Promises and limits of biopsy-based transcriptomics in kidney transplantation: a clinical utility perspective.

Abstract

Purpose of review: Biopsy-based transcriptomics have been proposed as a complement to histopathology in the evaluation of kidney allograft rejection by providing standardized, mechanism-oriented insight into intra-graft immune activity. However, diagnostic performance, interpretability, and clinical relevance vary substantially across rejection phenotypes and clinical contexts. This review critically examines the evidence supporting biopsy-based transcriptomics and evaluates where, and whether, it adds value to practice.

Recent findings: Large multicenter studies show that biopsy-based transcriptomics achieve robust analytical performance for antibody-mediated rejection. In contrast, for T cell-mediated rejection, intermediate Banff phenotypes, mixed rejection, and molecular activity detected in histologically negative biopsies, transcriptomic signals are more heterogeneous and frequently discordant with histology. Associations with graft outcome and treatment response have been reported but are largely derived from observational cohorts and lack validated, phenotype-specific thresholds. To date, no interventional studies have demonstrated improved patient outcomes through molecularly guided management.

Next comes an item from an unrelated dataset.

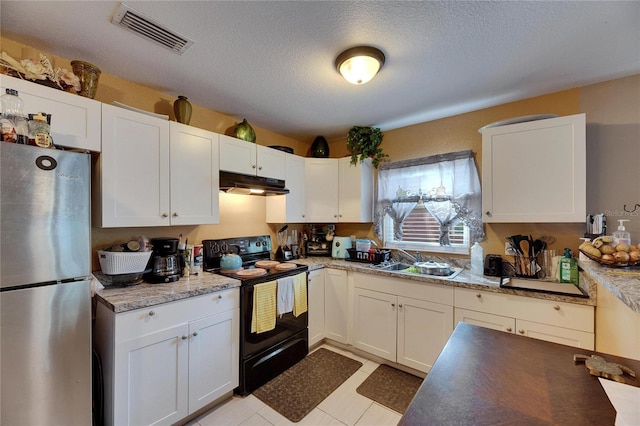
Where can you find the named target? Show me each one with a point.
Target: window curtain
(447, 184)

Summary: Biopsy-based transcriptomics provides biologically meaningful information but has not yet demonstrated outcome-improving clinical utility. Its value is highly context- dependent and currently best defined for selected scenarios rather than routine use. Prospective interventional studies and consensus-based interpretative frameworks are required to determine how molecular information should inform clinical decision-making in kidney transplantation.